For the past few months, I have been immersing myself in the AI safety debate here on LessWrong as a part of a research project. I was somewhat familiar with the topic of alignment, and had previously read Stuart Russell and listened to a few podcasts with Paul Christiano and Eliezer Yudkowsky. Starting off, I read AGI Ruin: A list of lethalities, where I was prompted to familiarise myself with the Orthogonality Thesis and Instrumental Convergence. Upon reading Yudkowsky's posts on these two key topics, they made immediate sense, and the risk associated with a lack of alignment in sufficiently intelligent systems seemed apparent to follow from this.

At a high level, the issue can be framed simply: Current utility functions do not optimise toward values in which humans are treated as morally valuable.

From this point on, assuming exponential growth in AI systems, there are a multitude of scenarios one can imagine in which a system optimises towards a goal in which humanity is a casualty as a result of the optimisation process (e.g., build a whole brain emulator). I see this risk, and I see other current risks such as those related to open weights models with alignment measures fine-tuned away being accessible to bad actors. However, I believe Yudkowsky’s current communication approach may be counterproductive when talking about alignment, especially in formats where people outside the field are being introduced to alignment.

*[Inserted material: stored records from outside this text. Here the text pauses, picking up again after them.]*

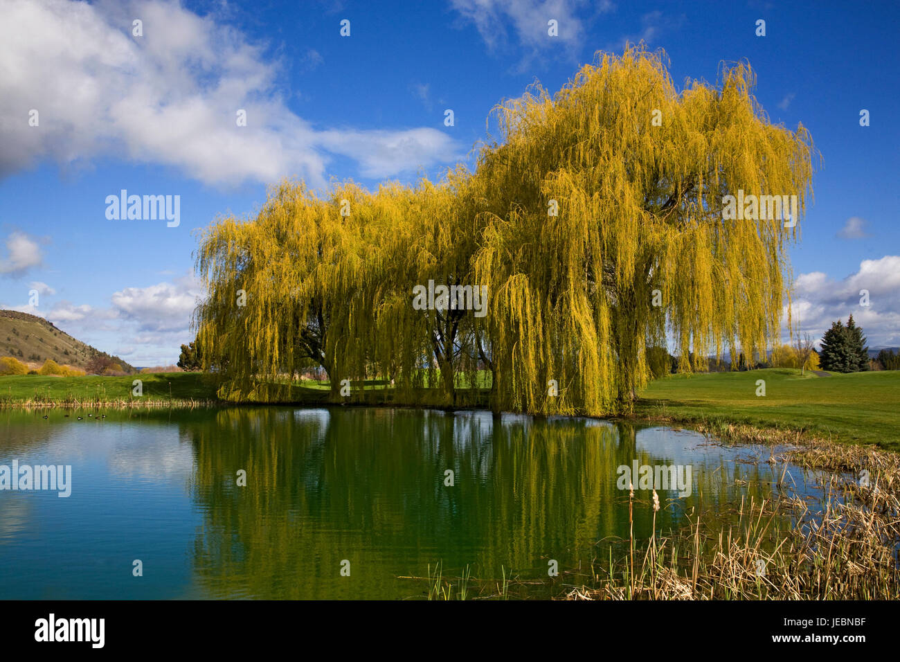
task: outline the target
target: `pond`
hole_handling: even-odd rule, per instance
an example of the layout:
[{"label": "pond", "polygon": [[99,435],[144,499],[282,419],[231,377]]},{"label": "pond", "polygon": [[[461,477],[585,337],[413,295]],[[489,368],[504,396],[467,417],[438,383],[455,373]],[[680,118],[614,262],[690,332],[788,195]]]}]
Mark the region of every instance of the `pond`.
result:
[{"label": "pond", "polygon": [[583,568],[627,540],[621,487],[635,467],[640,540],[653,528],[640,467],[681,478],[656,484],[665,531],[698,509],[730,517],[742,498],[771,498],[783,472],[814,489],[770,454],[487,412],[6,410],[7,477],[14,462],[71,473],[68,496],[33,489],[37,475],[0,490],[0,598],[421,598],[428,582],[410,577],[438,563],[446,577],[536,580],[547,597],[564,576],[550,578],[554,563]]}]

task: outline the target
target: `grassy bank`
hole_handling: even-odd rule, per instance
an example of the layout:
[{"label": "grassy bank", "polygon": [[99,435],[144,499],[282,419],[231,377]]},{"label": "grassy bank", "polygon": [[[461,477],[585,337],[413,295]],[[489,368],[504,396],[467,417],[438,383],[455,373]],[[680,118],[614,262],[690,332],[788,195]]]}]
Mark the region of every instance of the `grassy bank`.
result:
[{"label": "grassy bank", "polygon": [[[766,394],[756,395],[757,380]],[[746,424],[900,450],[900,371],[818,376],[790,368],[672,375],[652,383],[636,418]]]},{"label": "grassy bank", "polygon": [[[135,379],[143,394],[132,394]],[[5,406],[78,406],[86,404],[212,404],[216,386],[206,375],[190,372],[125,376],[54,377],[38,375],[0,376],[0,404]]]}]

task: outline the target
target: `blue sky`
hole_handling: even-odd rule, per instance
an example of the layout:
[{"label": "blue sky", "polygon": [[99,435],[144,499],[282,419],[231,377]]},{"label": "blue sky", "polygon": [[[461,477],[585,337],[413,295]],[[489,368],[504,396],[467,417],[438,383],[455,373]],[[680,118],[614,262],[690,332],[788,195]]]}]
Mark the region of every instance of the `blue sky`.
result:
[{"label": "blue sky", "polygon": [[[897,345],[898,19],[887,2],[2,0],[0,307],[173,363],[202,294],[197,230],[217,215],[252,214],[283,177],[438,177],[488,137],[495,104],[644,39],[680,87],[749,60],[770,119],[810,130],[823,162],[790,251],[795,315],[820,336],[853,313],[870,346]],[[107,219],[122,189],[179,195],[179,225]]]}]

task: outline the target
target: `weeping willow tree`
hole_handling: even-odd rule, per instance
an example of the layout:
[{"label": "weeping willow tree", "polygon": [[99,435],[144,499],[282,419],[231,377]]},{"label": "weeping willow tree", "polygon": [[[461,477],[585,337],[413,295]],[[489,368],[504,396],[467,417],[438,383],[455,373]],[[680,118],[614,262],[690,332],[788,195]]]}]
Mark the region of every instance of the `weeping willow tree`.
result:
[{"label": "weeping willow tree", "polygon": [[[748,65],[680,91],[662,57],[601,55],[555,95],[501,104],[472,172],[374,193],[285,182],[256,218],[220,219],[197,322],[221,394],[284,397],[311,362],[334,398],[381,376],[395,402],[455,406],[485,371],[495,411],[601,415],[631,405],[670,338],[683,370],[763,352],[811,139],[770,122]],[[486,288],[486,314],[413,304],[439,286]]]},{"label": "weeping willow tree", "polygon": [[[536,86],[495,109],[474,265],[492,297],[497,407],[626,408],[667,326],[683,362],[759,353],[778,334],[810,137],[768,121],[748,65],[679,92],[662,57],[603,55],[555,96]],[[726,196],[744,194],[797,196],[789,227],[772,204],[728,213]]]}]

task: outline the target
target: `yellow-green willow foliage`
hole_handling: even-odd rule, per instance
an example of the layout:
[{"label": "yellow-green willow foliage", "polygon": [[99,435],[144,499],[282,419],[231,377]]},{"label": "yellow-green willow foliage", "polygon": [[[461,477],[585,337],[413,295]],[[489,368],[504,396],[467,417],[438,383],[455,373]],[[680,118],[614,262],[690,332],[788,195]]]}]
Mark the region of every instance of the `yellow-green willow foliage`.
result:
[{"label": "yellow-green willow foliage", "polygon": [[[335,396],[380,376],[394,402],[458,405],[484,370],[495,411],[606,414],[630,406],[667,331],[682,369],[764,351],[797,225],[724,220],[723,198],[796,195],[801,215],[810,137],[769,122],[747,65],[679,92],[662,57],[603,55],[554,96],[498,106],[474,172],[323,195],[285,182],[255,219],[219,220],[197,322],[222,394],[283,397],[314,364]],[[486,286],[486,316],[415,310],[430,280]]]},{"label": "yellow-green willow foliage", "polygon": [[691,351],[765,351],[796,227],[723,221],[723,198],[796,195],[802,213],[812,144],[803,126],[769,123],[753,82],[739,64],[721,89],[679,93],[642,47],[604,55],[554,97],[536,86],[496,109],[502,140],[478,164],[490,208],[474,257],[491,295],[495,406],[627,407],[667,322],[684,369]]}]

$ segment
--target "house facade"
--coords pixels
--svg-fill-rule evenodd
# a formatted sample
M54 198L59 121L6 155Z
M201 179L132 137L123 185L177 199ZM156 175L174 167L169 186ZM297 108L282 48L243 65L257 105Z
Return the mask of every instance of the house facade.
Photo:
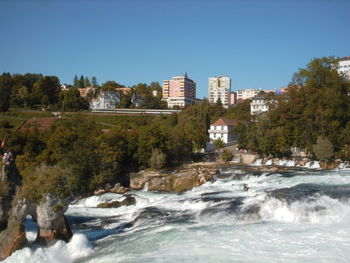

For instance, I just listened to a debate between Stephen Wolfram and Yudkowsky in which the majority of the discussion circled around defining positions. I must say that in these four hours, Yudkowsky was able to get some major points across; however, most of the content was obscured by metaphors. Metaphors can be valuable, but when talking about AI safety, I think the most effective way of explaining the risk is to stick to the basics. In this specific podcast, there were a lot of anthropomorphic comparisons made between AGI/ASI and European settlers of America. I see the comparison - European settlers had goals that were incompatible with the Native Americans' existence (to some degree). They wanted "gold", and Native American casualties were a part of the path towards gold. However, when you already have concrete knock-down arguments, so to speak, with orthogonality and instrumental convergence, you should stick to this.

For my project, I have been working with group members who have not immersed themselves to the same extent as I have in the AI safety debate, and often, they use these anthropomorphic comparisons (and similar futuristic outlooks, e.g., nanobots) as points to dismiss the position people like Yudkowsky hold. I think this is uncharitable; however, it seems to be a reality. A goal of communicating risks associated with developing AI systems should be to spread attention AND convince them that this is worth their time thinking about.

To finish off, I have to say that Eliezer Yudkowsky has made invaluable contributions to the AI safety discussion, and that I am grateful for his work. Without him, it would probably not be on my mind. However, communicating these ideas should be simpler. Abstract scenarios should not be the gold standard. The space of possible risk scenarios is nearly endless, and trying to represent this space by presenting abstract examples like nanobot-doom or paperclip maximisers does not convince people, as they are not able to emotionally attach themselves to these scenarios.

The discussion should shift towards the concrete, not the abstract, to convince newcomers.